We seem to have come full circle. As a society we did not want comprehensive population registers, largely because we did not want a large scale and routine merging of information contained in government files. But we did not want to rule out some merging for some well justified purposes. So, as a matter of conscious public policy, we made linkage very difficult. However, we allowed the development of record linkage methodology for use in exceptional circumstances. The applications were indeed important, often requiring a high level of accuracy, so we refined the methodology, and also made it vastly more efficient. Combined with rapidly diminishing computing costs, this efficient methodology rendered linkage into a truly ubiquitous tool: indeed, at this symposium there are several versions of the methodology on display, competing on efficiency and ease of use. The activity that was designed to be difficult has become quite easy and inexpensive.
As a society we have been concerned with the power of the state and the risk of that power being abused. So we constrained the ability of the state to use our personal information without our consent. It is perhaps a coincidence, but certainly not a contradiction, that as the relative power of the state is declining, we are, de facto and without much public discussion, allowing it more extensive latitude to link our personal information without our explicit agreement.

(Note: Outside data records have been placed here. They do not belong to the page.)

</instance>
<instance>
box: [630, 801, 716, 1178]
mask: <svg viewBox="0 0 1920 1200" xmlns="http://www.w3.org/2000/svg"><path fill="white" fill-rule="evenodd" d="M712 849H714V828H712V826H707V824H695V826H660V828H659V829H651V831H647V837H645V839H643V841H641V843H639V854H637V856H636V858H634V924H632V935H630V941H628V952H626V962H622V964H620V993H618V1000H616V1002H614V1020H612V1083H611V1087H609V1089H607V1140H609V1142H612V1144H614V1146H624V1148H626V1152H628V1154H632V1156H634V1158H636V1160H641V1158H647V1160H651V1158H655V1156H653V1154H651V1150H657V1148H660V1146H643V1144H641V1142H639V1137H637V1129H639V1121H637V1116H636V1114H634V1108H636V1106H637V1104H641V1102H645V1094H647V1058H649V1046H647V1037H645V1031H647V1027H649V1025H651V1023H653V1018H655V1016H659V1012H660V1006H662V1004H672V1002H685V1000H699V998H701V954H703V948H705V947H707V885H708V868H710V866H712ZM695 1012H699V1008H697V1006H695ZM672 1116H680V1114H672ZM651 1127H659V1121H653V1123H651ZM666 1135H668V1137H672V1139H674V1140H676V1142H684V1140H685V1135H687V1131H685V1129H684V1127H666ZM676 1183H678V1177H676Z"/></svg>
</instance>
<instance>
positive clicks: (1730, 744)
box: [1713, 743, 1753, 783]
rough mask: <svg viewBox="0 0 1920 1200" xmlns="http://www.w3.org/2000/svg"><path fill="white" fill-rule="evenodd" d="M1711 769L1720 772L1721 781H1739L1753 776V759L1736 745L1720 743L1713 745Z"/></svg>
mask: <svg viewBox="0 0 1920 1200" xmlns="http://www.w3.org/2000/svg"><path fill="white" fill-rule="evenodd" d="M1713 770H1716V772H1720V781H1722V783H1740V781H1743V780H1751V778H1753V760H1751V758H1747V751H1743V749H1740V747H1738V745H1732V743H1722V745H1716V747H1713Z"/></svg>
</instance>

It is, however, a paradox that as the relative balance of power is shifting to the private sector, we are allowing it to build up extensive personal data banks, without regulation or even assurances about the accuracy of its contents. The power that we used to be anxious to deny to the state, which is operating under the guidance of our elected representatives, we are allowing the private sector to acquire—indeed we seem to be doing so with a shrug of the shoulders.
In a democratic society it is of paramount importance that major public issues be decided based on well informed public debate. This paper is intended as a modest contribution to ensuring that our consent is, indeed, based on understanding.
Fellegi, I.P. and Sunter, A.B. ( 1969). A Theory for Record Linkage, Journal of the American Statistical Association, 64, 1183–1210.
Newcombe, H.B. and Kennedy, J.M. ( 1962). Record Linkage: Making Maximum Use of the Discriminating Power of Identifying Information, Communications of the A.C.M., 5,563.